The milestone marks the start of patient dosing in the ACTiON study — a significant step for a condition that affects large numbers of cancer patients in the UK and internationally, yet has no widely accepted effective treatment.
What is the ACTiON trial?
The Phase 2 trial is led by Professor Marie Fallon of the University of Edinburgh and funded by the National Institute for Health and Care Research (NIHR) through a non-dilutive Efficacy and Mechanism Evaluation (EME) grant.

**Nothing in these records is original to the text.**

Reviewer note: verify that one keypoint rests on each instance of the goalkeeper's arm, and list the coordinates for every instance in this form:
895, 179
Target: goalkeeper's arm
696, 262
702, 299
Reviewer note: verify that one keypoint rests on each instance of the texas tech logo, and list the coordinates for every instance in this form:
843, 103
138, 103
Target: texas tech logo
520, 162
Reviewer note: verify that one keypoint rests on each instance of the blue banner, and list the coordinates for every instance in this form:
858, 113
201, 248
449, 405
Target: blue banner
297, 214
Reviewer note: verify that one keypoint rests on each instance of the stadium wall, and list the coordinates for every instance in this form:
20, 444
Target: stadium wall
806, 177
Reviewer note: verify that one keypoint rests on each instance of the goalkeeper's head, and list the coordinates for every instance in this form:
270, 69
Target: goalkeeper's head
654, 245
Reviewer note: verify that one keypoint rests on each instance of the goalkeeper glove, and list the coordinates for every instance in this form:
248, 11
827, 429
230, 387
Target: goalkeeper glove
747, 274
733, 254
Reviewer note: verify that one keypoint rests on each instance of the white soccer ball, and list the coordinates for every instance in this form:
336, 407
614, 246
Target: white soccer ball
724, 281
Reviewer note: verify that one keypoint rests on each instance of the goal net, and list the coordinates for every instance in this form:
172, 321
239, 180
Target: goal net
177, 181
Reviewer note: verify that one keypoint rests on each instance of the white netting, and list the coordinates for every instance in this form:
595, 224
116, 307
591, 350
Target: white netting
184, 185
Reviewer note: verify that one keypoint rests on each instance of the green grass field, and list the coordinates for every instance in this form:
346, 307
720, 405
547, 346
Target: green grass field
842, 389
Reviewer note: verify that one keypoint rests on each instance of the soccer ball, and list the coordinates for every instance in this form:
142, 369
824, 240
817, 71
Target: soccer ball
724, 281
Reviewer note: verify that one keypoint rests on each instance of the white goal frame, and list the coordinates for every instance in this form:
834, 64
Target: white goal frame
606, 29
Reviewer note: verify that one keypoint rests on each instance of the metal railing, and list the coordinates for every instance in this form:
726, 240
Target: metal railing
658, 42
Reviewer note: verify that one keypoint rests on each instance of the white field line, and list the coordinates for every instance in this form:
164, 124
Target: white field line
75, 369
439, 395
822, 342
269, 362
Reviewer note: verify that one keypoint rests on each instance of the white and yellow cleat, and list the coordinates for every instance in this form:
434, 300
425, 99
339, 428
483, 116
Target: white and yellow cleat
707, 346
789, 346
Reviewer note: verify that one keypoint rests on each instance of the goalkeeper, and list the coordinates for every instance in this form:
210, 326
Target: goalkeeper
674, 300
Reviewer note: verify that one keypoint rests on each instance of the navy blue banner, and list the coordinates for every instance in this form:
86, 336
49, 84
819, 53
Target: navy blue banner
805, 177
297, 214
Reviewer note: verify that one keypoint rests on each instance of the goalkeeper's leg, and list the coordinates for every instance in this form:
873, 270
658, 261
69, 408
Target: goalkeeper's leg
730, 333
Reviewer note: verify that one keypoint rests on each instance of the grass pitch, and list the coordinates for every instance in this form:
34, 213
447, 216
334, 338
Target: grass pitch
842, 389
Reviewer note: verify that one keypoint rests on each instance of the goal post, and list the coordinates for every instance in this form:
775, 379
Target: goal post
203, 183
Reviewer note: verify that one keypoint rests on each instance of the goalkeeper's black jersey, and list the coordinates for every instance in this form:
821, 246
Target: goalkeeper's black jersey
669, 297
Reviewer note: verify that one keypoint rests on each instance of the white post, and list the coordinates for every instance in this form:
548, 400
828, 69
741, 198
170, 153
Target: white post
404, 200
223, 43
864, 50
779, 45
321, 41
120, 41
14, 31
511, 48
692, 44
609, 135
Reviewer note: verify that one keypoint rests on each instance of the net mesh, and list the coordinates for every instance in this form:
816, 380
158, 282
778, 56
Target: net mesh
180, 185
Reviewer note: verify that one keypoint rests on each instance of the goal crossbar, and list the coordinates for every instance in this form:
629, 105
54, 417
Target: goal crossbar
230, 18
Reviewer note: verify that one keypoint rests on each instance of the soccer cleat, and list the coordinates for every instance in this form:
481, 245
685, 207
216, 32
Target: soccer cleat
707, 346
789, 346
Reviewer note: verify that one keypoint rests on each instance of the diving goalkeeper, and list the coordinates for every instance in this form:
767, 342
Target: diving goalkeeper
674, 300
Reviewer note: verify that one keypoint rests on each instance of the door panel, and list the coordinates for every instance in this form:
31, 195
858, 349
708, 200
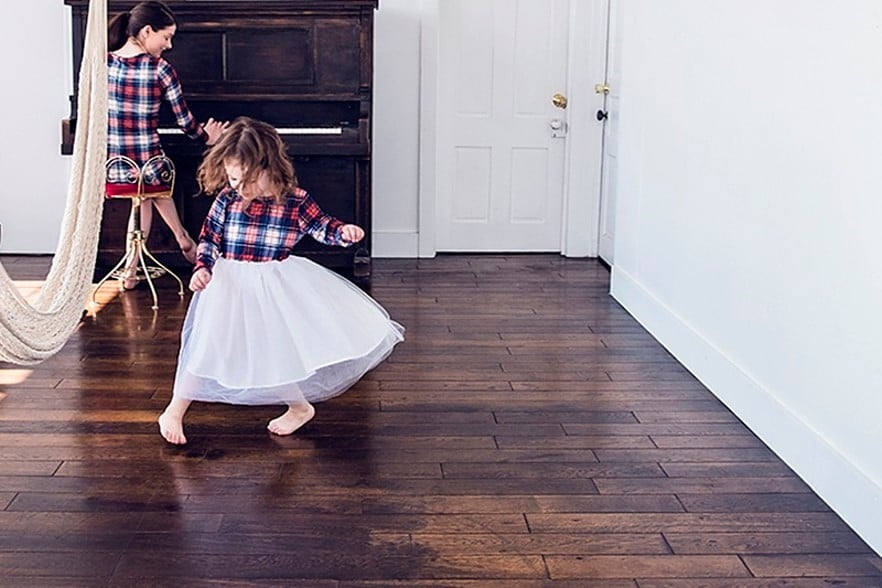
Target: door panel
500, 169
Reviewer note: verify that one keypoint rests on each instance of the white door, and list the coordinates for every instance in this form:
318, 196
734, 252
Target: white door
501, 140
610, 143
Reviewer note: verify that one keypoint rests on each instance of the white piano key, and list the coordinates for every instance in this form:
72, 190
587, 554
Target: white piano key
280, 130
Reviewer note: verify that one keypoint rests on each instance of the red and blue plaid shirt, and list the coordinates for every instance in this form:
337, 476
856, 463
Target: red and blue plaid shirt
261, 230
136, 87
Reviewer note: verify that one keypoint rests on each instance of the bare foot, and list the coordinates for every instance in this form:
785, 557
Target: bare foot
130, 279
188, 249
172, 429
294, 418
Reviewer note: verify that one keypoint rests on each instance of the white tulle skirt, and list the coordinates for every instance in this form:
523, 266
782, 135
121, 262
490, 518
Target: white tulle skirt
279, 332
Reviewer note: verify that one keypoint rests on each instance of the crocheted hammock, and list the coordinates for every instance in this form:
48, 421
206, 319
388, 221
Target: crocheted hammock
31, 333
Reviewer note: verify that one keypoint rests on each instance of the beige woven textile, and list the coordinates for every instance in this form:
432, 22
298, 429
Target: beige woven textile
31, 333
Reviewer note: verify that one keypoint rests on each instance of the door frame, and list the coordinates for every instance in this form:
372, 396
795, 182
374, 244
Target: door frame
588, 30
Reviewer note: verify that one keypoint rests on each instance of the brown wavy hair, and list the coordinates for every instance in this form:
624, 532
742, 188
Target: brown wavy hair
256, 147
127, 24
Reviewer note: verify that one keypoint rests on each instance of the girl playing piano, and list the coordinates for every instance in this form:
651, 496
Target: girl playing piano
265, 326
138, 79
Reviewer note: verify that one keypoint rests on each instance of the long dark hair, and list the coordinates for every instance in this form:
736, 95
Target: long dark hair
127, 24
257, 147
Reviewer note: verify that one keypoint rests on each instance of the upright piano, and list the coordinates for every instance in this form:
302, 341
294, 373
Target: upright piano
304, 66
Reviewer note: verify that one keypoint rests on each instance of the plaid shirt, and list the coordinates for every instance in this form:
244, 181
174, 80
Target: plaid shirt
262, 230
136, 87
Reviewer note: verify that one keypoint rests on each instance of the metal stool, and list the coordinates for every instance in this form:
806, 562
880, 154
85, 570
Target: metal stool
137, 191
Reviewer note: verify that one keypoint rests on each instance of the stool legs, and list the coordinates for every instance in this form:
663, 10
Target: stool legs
135, 258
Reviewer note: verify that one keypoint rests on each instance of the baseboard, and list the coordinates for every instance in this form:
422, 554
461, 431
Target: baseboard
851, 493
395, 244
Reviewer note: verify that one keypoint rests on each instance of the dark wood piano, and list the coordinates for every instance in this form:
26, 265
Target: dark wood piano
304, 66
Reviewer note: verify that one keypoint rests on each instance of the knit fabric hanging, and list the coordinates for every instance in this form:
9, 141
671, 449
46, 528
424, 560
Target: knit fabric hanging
31, 333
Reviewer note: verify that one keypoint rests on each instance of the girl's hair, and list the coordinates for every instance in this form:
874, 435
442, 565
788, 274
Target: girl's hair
256, 147
127, 24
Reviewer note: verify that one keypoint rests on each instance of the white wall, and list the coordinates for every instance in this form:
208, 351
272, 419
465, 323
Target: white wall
36, 62
34, 45
748, 233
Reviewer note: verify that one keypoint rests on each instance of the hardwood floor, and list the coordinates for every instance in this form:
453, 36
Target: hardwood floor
527, 433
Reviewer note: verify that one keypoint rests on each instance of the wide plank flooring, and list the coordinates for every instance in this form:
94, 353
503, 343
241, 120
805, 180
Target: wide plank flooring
528, 433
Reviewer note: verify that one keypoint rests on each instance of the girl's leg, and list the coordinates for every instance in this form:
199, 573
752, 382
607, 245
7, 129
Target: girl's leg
295, 417
171, 421
169, 213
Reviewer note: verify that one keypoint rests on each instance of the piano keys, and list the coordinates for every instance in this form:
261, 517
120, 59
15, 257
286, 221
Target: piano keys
303, 66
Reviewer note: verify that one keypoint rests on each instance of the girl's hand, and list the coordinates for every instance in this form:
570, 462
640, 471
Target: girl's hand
200, 279
352, 233
214, 129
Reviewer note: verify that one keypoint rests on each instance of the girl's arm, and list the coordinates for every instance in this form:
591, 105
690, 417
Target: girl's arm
171, 89
211, 236
320, 226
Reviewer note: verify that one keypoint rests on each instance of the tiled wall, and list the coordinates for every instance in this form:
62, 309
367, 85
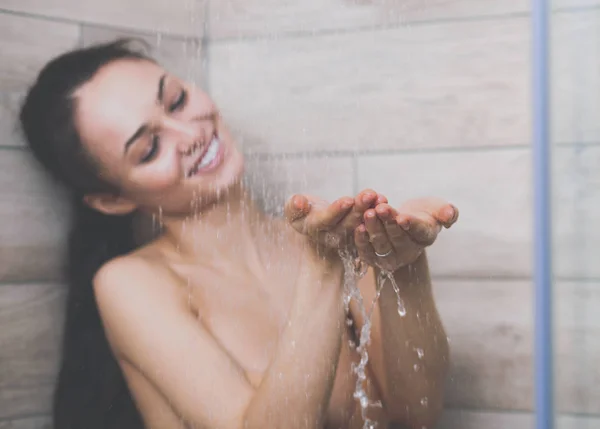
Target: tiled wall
411, 97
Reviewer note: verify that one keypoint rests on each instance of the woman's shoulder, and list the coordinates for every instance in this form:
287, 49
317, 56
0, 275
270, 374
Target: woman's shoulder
141, 269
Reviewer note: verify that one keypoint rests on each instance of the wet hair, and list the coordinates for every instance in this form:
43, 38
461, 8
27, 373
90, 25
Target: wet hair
90, 392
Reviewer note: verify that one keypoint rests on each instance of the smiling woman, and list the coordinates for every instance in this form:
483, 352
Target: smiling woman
229, 318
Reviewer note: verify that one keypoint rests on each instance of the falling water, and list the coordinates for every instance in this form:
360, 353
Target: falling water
351, 291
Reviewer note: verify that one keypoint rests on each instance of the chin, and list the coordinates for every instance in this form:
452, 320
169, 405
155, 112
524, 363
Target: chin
223, 171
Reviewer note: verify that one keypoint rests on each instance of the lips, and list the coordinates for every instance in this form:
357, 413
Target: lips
206, 156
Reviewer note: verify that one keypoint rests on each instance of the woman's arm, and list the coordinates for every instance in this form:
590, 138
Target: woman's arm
410, 351
153, 330
408, 354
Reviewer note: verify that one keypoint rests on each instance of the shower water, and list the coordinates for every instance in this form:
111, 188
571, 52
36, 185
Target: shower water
352, 273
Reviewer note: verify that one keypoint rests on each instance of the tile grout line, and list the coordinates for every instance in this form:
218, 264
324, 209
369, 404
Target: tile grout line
296, 34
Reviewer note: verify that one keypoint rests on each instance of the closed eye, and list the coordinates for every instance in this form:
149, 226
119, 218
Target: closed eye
180, 102
151, 153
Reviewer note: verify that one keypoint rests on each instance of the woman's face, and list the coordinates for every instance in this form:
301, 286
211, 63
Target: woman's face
158, 139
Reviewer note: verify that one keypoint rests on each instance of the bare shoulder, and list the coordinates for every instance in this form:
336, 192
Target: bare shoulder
130, 291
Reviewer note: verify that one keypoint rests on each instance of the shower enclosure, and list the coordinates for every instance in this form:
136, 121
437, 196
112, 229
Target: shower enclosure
491, 104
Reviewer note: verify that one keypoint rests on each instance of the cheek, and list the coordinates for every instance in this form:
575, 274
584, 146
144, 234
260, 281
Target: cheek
161, 175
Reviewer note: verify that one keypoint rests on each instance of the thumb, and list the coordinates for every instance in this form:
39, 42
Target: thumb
296, 210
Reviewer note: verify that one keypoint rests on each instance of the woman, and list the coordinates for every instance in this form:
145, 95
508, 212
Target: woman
229, 318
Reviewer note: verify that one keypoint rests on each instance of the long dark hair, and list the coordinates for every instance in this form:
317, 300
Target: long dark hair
91, 392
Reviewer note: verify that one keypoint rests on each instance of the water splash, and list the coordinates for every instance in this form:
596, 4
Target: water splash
352, 274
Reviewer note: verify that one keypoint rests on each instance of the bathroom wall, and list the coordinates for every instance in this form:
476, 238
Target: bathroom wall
412, 98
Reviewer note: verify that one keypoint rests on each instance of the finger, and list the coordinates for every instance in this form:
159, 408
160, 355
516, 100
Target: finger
363, 245
447, 215
387, 214
364, 201
443, 212
296, 208
377, 234
327, 218
422, 228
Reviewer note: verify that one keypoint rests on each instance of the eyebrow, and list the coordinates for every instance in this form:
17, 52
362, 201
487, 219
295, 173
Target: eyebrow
142, 129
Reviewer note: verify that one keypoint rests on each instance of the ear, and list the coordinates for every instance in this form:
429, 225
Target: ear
110, 204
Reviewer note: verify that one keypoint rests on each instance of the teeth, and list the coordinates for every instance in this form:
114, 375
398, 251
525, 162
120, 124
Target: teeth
211, 153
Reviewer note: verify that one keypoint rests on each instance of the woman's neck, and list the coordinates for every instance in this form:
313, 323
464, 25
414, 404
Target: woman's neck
231, 229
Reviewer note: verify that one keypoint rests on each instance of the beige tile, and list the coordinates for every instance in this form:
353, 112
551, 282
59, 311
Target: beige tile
489, 324
41, 422
451, 84
473, 419
10, 133
31, 318
274, 180
34, 216
181, 56
184, 17
24, 52
245, 18
493, 191
491, 332
575, 80
33, 220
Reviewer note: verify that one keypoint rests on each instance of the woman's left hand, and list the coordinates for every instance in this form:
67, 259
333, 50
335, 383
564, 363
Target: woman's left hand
392, 238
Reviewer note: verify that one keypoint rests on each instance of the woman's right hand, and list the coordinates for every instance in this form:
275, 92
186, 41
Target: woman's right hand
330, 226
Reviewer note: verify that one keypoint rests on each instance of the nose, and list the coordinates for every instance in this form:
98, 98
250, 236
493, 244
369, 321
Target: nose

It is designed to assess the efficacy and safety of MRX1 in patients with CIPN, as well as its impact on quality of life and healthcare utilisation.
The study is a double-blind, placebo-controlled crossover trial with a target enrolment of 92 participants. The first patient has been recruited, randomised, and received either MRX1 or placebo.
Ananda Pharma's response
Ananda Pharma develops regulatory-approved CBD medicines for complex, chronic conditions. Alongside CIPN, the company has lead programmes in endometriosis.
Melissa Sturgess, chief executive of Ananda Pharma, said: "We are delighted to see the first patient dosed in the CIPN trial using our patent pending MRX1 formulation. This is gold standard work and we are honoured to be part of it."
MRX1 is Ananda's proprietary CBD-based drug candidate. The company describes the ACTiON trial as part of its broader effort to bring rigorously tested cannabis-derived medicines into mainstream clinical use.
Why CIPN matters
Chemotherapy-induced peripheral neuropathy is one of the most frequent side effects of cancer treatment. It can cause pain, numbness and tingling in the hands and feet, and often persists after chemotherapy has finished.
In many cases, symptoms force clinicians to reduce chemotherapy doses or stop treatment early, potentially affecting outcomes and extending the course of care.
Despite its prevalence, CIPN is widely regarded as a critical unmet medical need, with limited effective therapies available on the NHS or elsewhere.
Ananda Pharma cites substantial patient numbers:
- More than 140,000 new cases of CIPN per year in the UK, with prevalence running into almost one million patients - Approximately 400,000 new patients each year in the United States, at an estimated annual healthcare cost of $2.5 billion
What this means for UK medical cannabis
The ACTiON trial sits at the intersection of two fast-moving areas: prescription cannabis research and real-world cancer care.
While medical cannabis has been available on prescription in the UK since 2018, much of the evidence base remains fragmented. Phase 2 trials such as this — funded through NIHR and run at leading academic centres — are the kind of studies policymakers and clinicians look to when assessing whether cannabis-derived medicines should move beyond niche prescribing.
The crossover design, placebo control and NIHR backing give the trial credibility within UK medical research. If MRX1 shows meaningful benefit, it could strengthen the case for CBD-based medicines in oncology supportive care — though results remain some way off.
Next steps
Ananda Pharma will now continue recruiting towards its 92-participant target. Further readouts will depend on trial progress, data monitoring and peer-reviewed publication.
For cancer patients and advocates, the first dosing is a symbolic but important moment: a regulated CBD medicine being tested through NHS-linked research infrastructure for a condition where current options fall short.